Não, Antônio Risério! Ninguém precisa ter poder para ser racista, mas quando o sistema é estrutural e historicamente racista, os instrumentos de poder privilegiam certos grupos, fazendo com que versos de Emicida sejam, verticalmente, verdadeiros: “Existe pele alva e pele alvo”. E não precisamos aqui – eu, você e os leitores – apontarmos quem é quem entre alvos e “alvos”. O óbvio grita de dor dilacerante e fatal a cada 23 minutos no Brasil. Isso não é exceção, é a covarde regra, é a triste norma.

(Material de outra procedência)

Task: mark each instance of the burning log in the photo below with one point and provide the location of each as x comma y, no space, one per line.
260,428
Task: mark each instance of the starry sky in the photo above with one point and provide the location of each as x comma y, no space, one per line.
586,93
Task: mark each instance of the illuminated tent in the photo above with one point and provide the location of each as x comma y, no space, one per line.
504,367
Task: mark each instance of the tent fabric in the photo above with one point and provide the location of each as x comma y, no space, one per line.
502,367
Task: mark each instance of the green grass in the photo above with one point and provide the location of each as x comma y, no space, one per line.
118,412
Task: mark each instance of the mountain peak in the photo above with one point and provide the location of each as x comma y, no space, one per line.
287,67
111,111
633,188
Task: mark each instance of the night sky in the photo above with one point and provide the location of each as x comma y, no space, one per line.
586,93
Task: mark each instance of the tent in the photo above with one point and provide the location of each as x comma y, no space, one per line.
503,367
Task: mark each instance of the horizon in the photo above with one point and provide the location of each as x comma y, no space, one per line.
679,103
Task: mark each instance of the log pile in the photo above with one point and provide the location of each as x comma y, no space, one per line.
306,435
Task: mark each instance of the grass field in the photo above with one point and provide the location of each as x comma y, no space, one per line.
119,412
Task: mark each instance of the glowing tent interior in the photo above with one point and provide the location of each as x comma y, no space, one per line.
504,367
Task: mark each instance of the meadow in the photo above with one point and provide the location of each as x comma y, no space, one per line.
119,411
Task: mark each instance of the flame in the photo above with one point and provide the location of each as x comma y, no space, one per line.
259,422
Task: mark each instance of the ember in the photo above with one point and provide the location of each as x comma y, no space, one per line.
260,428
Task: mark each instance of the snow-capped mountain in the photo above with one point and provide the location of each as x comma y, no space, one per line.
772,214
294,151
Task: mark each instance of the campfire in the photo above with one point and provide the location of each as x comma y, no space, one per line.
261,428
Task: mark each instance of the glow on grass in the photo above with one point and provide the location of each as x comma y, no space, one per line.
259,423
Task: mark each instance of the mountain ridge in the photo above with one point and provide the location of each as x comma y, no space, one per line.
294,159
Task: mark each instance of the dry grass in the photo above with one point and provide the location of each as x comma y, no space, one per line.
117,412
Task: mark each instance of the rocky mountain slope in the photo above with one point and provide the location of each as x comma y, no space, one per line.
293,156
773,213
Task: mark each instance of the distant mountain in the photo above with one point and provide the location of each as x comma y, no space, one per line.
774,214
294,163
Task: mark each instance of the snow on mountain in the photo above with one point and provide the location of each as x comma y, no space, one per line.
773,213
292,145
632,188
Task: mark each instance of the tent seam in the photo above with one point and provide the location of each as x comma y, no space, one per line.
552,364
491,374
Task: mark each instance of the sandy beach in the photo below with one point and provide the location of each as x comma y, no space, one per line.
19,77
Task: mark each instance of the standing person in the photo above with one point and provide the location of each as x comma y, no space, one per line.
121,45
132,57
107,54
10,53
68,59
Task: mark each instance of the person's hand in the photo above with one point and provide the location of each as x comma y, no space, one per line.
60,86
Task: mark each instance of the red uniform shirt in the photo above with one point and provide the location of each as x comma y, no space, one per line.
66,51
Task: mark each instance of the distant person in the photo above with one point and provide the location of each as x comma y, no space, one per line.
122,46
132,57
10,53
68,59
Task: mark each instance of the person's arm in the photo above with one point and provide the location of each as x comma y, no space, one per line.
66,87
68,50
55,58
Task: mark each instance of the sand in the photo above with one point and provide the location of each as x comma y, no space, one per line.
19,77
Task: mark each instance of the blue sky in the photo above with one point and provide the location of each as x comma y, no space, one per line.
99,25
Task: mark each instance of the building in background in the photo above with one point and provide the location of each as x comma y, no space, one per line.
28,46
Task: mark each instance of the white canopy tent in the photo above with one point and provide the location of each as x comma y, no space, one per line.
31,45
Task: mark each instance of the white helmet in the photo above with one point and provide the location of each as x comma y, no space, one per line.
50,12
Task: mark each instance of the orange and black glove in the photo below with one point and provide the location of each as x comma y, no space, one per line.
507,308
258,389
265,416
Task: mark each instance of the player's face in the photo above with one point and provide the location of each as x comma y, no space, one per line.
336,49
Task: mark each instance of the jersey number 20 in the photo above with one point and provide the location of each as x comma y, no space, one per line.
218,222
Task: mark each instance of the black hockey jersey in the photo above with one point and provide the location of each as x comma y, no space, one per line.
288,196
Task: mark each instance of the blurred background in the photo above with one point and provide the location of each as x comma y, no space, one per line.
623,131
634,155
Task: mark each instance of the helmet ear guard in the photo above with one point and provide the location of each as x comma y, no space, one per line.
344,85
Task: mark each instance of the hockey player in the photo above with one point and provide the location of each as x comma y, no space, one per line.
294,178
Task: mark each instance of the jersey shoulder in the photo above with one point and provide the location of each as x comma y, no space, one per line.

Não, Antônio Risério! Existe racismo no Brasil e, pior, existem alguns negros que não se libertaram ainda da opressão do sistema e que acabam reproduzindo a violência estrutural, estruturante e sistêmica; como existem mulheres machistas que não se libertaram ainda – pois é assim que o patriarcado ainda persiste. Mas esses casos são poucos, cada vez menores, mais raros, muito poucos no meio de uma multidão de negros e mulheres. Por exemplo, Sérgio Camargo não é regra, é exceção. Nossa régua anda em outro nível. Ler mais Machado de Assis e ouvir Emicida pode ajudar-nos, a todos, a entender que exceção não é norma, mas pode, com eles no alforje dos dias, nos guiar para outras letras, outros versos, outros artigos de opinião com mais honestidade intelectual. Só para dizer ao final, que se o “mal é sagaz”, nós somos, por resistência, mais.

É preciso reconhecer a sério que o mal é sagaz. Dias antes, Tiago Leifert levou uma invertida desconcertante com o texto magistral do ator negro Ícaro Silva. A Folha também meses antes já havia perdido a intelectual negra Sueli Carneiro de seu conselho editorial. Agora, vale lembrar que o artigo de Antônio Risério na olha inaugura um ano em que “A lei de cotas” será rediscutida nos âmbitos legais e governamentais. O ano de 2022 só começou, mas logo veremos quem é mais sagaz hoje. Nossa resistência ou o conjunto de anedotas de alguns homens brancos?

Nós e nossas ancestralidades levamos a sério que o mal até aqui foi sagaz. Mas nossa resistência é mais.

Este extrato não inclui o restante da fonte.